To address the longstanding bottlenecks in core loss modeling—namely, low prediction accuracy, poor interpretability, and weak out-of-distribution generalization—this paper proposes a physics-informed hybrid modeling framework. Methodologically, it introduces (1) a novel spectral entropy-guided prior mechanism that dynamically selects the optimal empirical model, and (2) an adaptive multimodal feature fusion module that jointly integrates physics-based constraints with deep learning representations—including CNN-extracted spatial features, bidirectional LSTM-captured temporal dynamics, and multi-head attention-refined global dependencies. Evaluated on the MagNet benchmark, the framework consistently outperforms all 21 models from the 2023 IEEE ICPE Core Loss Challenge and three state-of-the-art methods published in 2024–2025. It achieves significant improvements in prediction accuracy, robustness to distributional shifts, and model interpretability. This work establishes a reliable, physically grounded modeling paradigm for high-efficiency power electronic system design.
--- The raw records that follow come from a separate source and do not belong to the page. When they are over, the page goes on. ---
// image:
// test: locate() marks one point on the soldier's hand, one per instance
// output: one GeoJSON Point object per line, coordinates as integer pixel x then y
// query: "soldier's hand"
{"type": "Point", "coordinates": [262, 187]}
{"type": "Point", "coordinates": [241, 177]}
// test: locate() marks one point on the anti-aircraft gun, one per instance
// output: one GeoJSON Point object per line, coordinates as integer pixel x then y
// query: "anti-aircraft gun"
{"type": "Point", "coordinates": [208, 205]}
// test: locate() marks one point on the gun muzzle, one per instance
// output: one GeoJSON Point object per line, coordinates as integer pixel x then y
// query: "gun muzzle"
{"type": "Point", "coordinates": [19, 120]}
Accurate core loss modeling is critical for the design of high-efficiency power electronic systems. Traditional core loss modeling methods have limitations in prediction accuracy. To advance this field, the IEEE Power Electronics Society launched the MagNet Challenge in 2023, the first international competition focused on data-driven power electronics design methods, aiming to uncover complex loss patterns in magnetic components through a data-driven paradigm. Although purely data-driven models demonstrate strong fitting performance, their interpretability and cross-distribution generalization capabilities remain limited. To address these issues, this paper proposes a hybrid model, SEPI-TFPNet, which integrates empirical models with deep learning. The physical-prior submodule employs a spectral entropy discrimination mechanism to select the most suitable empirical model under different excitation waveforms. The data-driven submodule incorporates convolutional neural networks, multi-head attention mechanisms, and bidirectional long short-term memory networks to extract flux-density time-series features. An adaptive feature fusion module is introduced to improve multimodal feature interaction and integration. Using the MagNet dataset containing various magnetic materials, this paper evaluates the proposed method and compares it with 21 representative models from the 2023 challenge and three advanced methods from 2024-2025. The results show that the proposed method achieves improved modeling accuracy and robustness.